La musique adoucit les moeurs, et le sport fédère autour de ses valeurs. Il paraît. Les Jeux de la francophonie 2013, VIIe édition (et seconde organisée sur le sol français) d'une compétition sportive et culturelle censée depuis 1989 exacerber le meilleur de la francophonie, s'est pourtant ouverte au son d'une vive polémique et s'est refermée dimanche 15 septembre sur un air de cacophonie.

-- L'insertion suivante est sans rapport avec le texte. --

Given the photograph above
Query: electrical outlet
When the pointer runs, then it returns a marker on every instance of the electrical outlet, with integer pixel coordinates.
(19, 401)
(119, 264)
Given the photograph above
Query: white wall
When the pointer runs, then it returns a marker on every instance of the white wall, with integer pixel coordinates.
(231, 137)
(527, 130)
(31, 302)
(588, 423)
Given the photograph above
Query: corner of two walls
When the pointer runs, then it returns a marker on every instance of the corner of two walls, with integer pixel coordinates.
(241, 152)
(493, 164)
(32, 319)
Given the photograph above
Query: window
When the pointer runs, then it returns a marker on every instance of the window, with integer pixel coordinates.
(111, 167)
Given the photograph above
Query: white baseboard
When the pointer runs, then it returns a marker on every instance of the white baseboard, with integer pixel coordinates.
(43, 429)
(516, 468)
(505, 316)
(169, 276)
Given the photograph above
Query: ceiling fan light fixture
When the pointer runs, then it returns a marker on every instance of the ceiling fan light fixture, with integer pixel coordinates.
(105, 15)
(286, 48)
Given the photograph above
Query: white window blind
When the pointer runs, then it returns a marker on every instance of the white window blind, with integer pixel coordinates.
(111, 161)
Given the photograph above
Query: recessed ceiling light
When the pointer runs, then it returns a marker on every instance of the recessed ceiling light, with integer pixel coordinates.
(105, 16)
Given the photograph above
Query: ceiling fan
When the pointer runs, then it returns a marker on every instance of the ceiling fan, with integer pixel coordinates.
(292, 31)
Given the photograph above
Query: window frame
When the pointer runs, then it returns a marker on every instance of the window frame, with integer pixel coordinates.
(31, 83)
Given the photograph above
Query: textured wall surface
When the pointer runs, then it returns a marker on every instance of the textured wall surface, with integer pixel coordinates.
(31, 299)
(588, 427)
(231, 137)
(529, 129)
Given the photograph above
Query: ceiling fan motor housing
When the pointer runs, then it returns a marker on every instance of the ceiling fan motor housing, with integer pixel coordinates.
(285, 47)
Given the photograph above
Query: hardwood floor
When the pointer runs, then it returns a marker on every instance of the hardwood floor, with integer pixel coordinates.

Premier épisode, l'hymne d'ouverture. Choisie par le PS et défendue de manière sensée par la ministre déléguée chargée de la Francophonie Yamina Benguigui, la chanson Banlieusards met le feu aux poudres au lieu de rassembler autour de l'idéal de dépassement qui l'anime. Ferment de discorde bien malgré lui, Kery James, fine lame du rap hexagonal et exemple d'ascension sociale autant que de solidarité (arrivé à la force d'une plume engagée, il s'est signalé par son travail caritatif et associatif), se retrouve projeté au coeur d'une passe d'armes politique. Les élus UMP des Alpes-Maritimes, le député-maire de Nice Christian Estrosi (accessoirement... président du Comité national des Jeux de la francophonie) et le président du conseil général des Alpes-Maritimes Eric Ciotti, s'outragent du choix d'une chanson qu'ils jugent "scandaleuse et inappropriée, incitant à la révolution des banlieues" : "Affirmer qu'il y a deux France, alors que la France est l'hôte de 55 nations et devait montrer son unité, est une faute morale", dénonce le premier ; "Hollande et Benguigui imposent une chanson scandaleuse et inappropriée sur la révolution des banlieues aux Jeux de la francophonie", fustige le second. Lecture tronquée et à contresens d'un titre qui, en fait, appelle de ses voeux une réalité positive faite de progrès et d'élévation, et abat le cliché de l'exclusion des banlieues, notamment par l'apprentissage. "On a coupé une phrase en deux, c'est dommage", a très vite réagi, avec raison, Yamina Benguigui, rétablissant l'intégrité du texte de Kery James : "Ce que la France ne nous donne pas, on va lui prendre, je ne veux pas brûler des voitures mais en construire et en vendre." Elle était déjà, en amont, montée au créneau pour justifier et revendiquer le choix de Banlieusards, une "oeuvre citoyenne" : "Elle met en avant des valeurs comme l'éducation, le travail, l'autonomisation. [Quand Kery James] parle de révolution, c'est de révolution civique", décryptait-elle au besoin.
Déçue de cette "très mauvaise polémique", la ministre déléguée chargée de la Francophonie l'a également été du peu de soutien médiatique reçu par l'événement : "Il n'y a pas eu beaucoup de public et pas de couverture médiatique au point que les jeunes en ont été choqués. Il n'y a que la France qui ne prend pas conscience de l'importance de ces grandes manifestations", a-t-elle déploré. Un engouement médiatique qui ne s'est guère déclenché que pour parler des couacs de ces VIIe Jeux de la francophonie, faisant même de l'ombre à la victoire finale du Congo dans le tournoi de football et à la cérémonie de clôture, à laquelle a assisté le prince Albert II de Monaco (rentré d'Argentine après la 125e session du CIO), au côté de la ministre des Sports, de la Jeunesse, de l'Éducation populaire et de la Vie associative Valérie Fourneyron, de Yamina Benguigui... et de Christian Estrosi.
Organisation artisanale, résultats erronés, horaires de compétition aléatoires, confusions et erreurs en tout genre, sans parler des problèmes de visas des jeunes footballeurs du Congo-Brazzaville arrivés en cours de Jeux mais finalement victorieux ou de la trentaine d'athlètes qui se sont évanouis dans la nature ("Il y avait eu 119 défections à Ottawa" en 2001, aux derniers Jeux de la francophonie dans un "pays du Nord", a noté Yamina Benguigui) : le bilan apparaît très mitigé. Dommage pour l'esprit des Jeux de la francophonie, pour les athlètes, et pour les quelque 1 500 bénévoles qui se sont employés à les accueillir dans de bonnes conditions.